NFI gene family: NFIA will be the root article for the Nuclear Factor I (pronounced Nuclear Factor One) gene family. The NFI gene family is a metazoan-specific family of site-specific DNA-binding transcription/replication factors, with single members in simple animals including Drosophila melanogaster and C. elegans (nfi-1), 4 members in all vertebrates (NFIA, NFIB, NFIC and NFIX in humans) but no members in plants, fungi or prokaryotes. NFI was discovered as a site-specific DNA-binding protein in human cell extracts required for the replication of Adenoviral DNA in vitro. It was nearly simultaneously discovered as a transcription factor and named TGGCA-binding protein for its consensus binding site.
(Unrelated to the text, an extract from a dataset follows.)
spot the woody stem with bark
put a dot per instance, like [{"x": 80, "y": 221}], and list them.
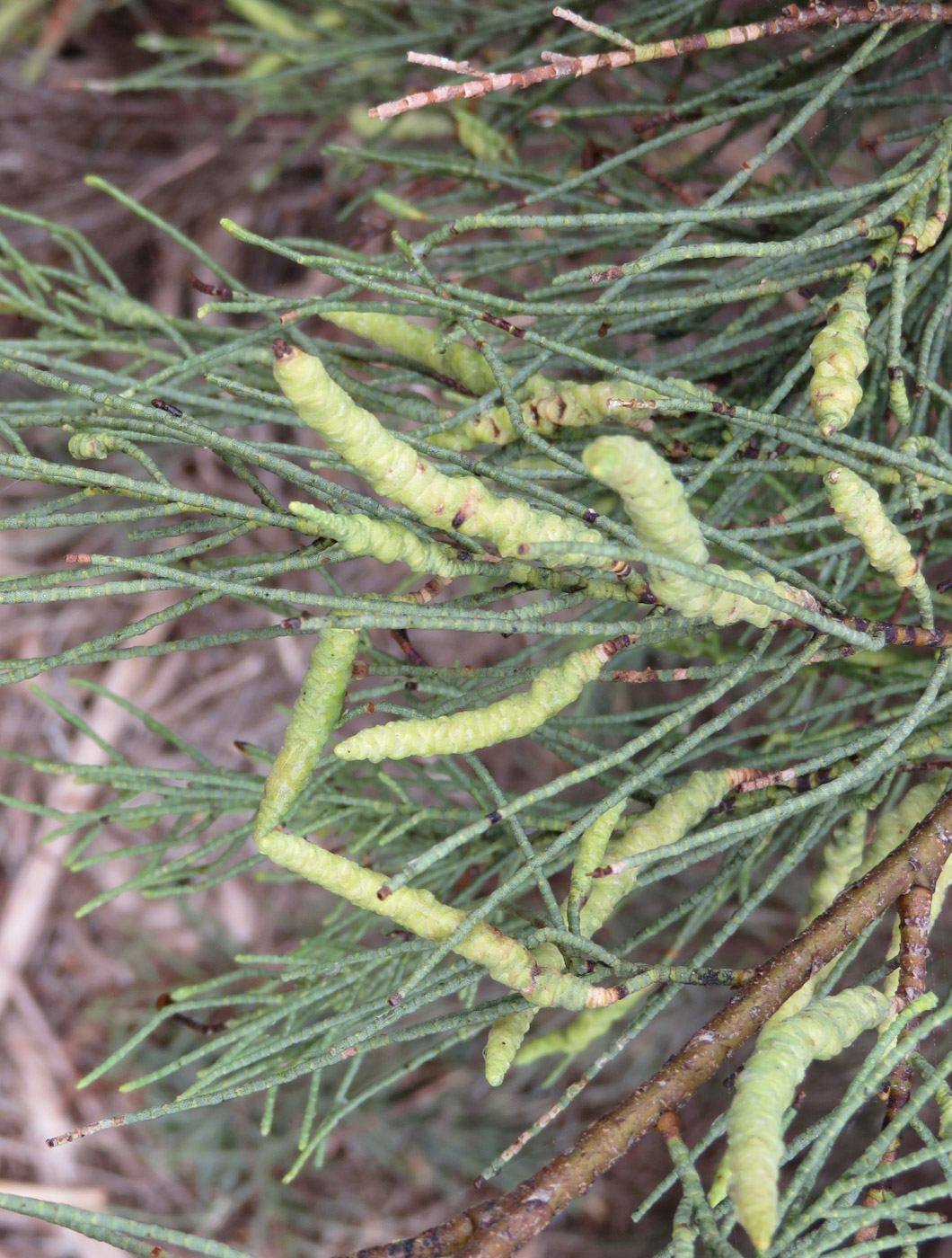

This DNA binding activity was later shown to be encoded by 4 highly homologous genes in humans that are part of the NFI gene family. The N-terminal DNA-binding domains of all NFI proteins are highly homologous and the proteins bind as homo- or heterodimers to the consensus sequence TTGGCN5GCCAA. The DNA-binding specificity of all NFI proteins appears very similar or identical from C. elegans to humans. In mice, all 4 family members are expressed in multiple tissues in a complex overlapping pattern. NFI proteins can either activate or repress transcription depending both on the promoter and cell type being studied. The same promoter can be activated or repressed in different cell types. The DNA-binding domain of NFI proteins appears unique, although there is very distant homology to the MH1 domain of SMAD proteins. Because products of the 4 genes have similar DNA-binding activities, in most cases where NFI binding sites have been identified in mammalian promoters it is unclear which NFI family member is functioning at the site in vivo. Many NFI proteins contain a C-terminal heptamer sequence homologous to the CTD repeat of RNA polymerase II. Its function is unclear. NFI genes are alternatively spliced leading to as many as 10 isoforms from each gene, all containing the same DNA-binding domain. The mouse and human NFI homologs are >98% identical so any information from one is likely applicable to the other. Unfortunately, some labs have taken to calling NFI NF1 or NF-1, which causes great confusion with the Neurofibromatosis type 1 gene in Pubmed searches. NFI (pronounced Nuclear Factor One) is the correct name for this family.

NFIA: Little is known about NFIA function in humans, although recently patients were identified by Lu et al. (see Figures) who had constitutive deletions of the region encompassing NFIA and had agenesis or reduced formation of the corpus callosum, severe mental retardation and ureter dysgenesis. These phenotypes are similar to those seen in Nfia-deficient mice. Much more is known about Nfia function in mice (see Nfia).

Figures
FIGURE 1 Figure 1. CNS and Urinary Tract Defects in Five Individuals with 1p31.3 Rearrangements
From Lu et al. PLOS Genetics, Vol. 3, Issue 5, e80. (A-J) Brain CT or MRI show a thin corpus callosum in DGAP104 (arrow in A), DGAP089 (arrow in C), and DGAP205-1 (arrow in G); and agenesis of the corpus callosum in DGAP174 (asterisk in E) and DGAP205-1s (asterisk in I). Chiari type I malformation, a downward displacement of the tip of the cerebellar tonsils below the foramen magnum, was found in DGAP104 (arrowhead in A), DGAP174 (arrowhead in E), and DGAP205-1s (arrowhead in I). Congenital ventriculomegaly is present in DGAP089 (D), DGAP174 (F), and DGAP205-1s (J), and hydrocephalus was found in DGAP104 (B) and DGAP205-1 (H). An occipital shunt (arrow in B) was placed in DGAP104 to relieve severe hydrocephalus. (K) DGAP104 MRI shows a tethered spinal cord, with the extremity of the conus medullaris (arrow) at the level of the L4 vertebral body. Arrowhead shows a fishhook deformity of the lower sacral and coccygeal vertebrae. (L) VCUG of DGAP104 depicts left vesicoureteral reflux with retrograde tracking of dye through the ureter into the renal pelvis (arrow) and a right diverticulum at the ureterovesical junction (arrowhead). (M) Spine MRI of DGAP205-1 shows a tethered spinal cord with conus lying at the L3/L4 level (arrow). (N) VCUG of DGAP205-1 shows left vesicoureteral reflux (arrow). (O) Spine MRI of DGAP205-1s depicts a tethered spinal cord with conus lying at L5 (arrow).
This figure was created by the authors of this article. The authors of this article have provided the assurance that this figure constitutes their original work.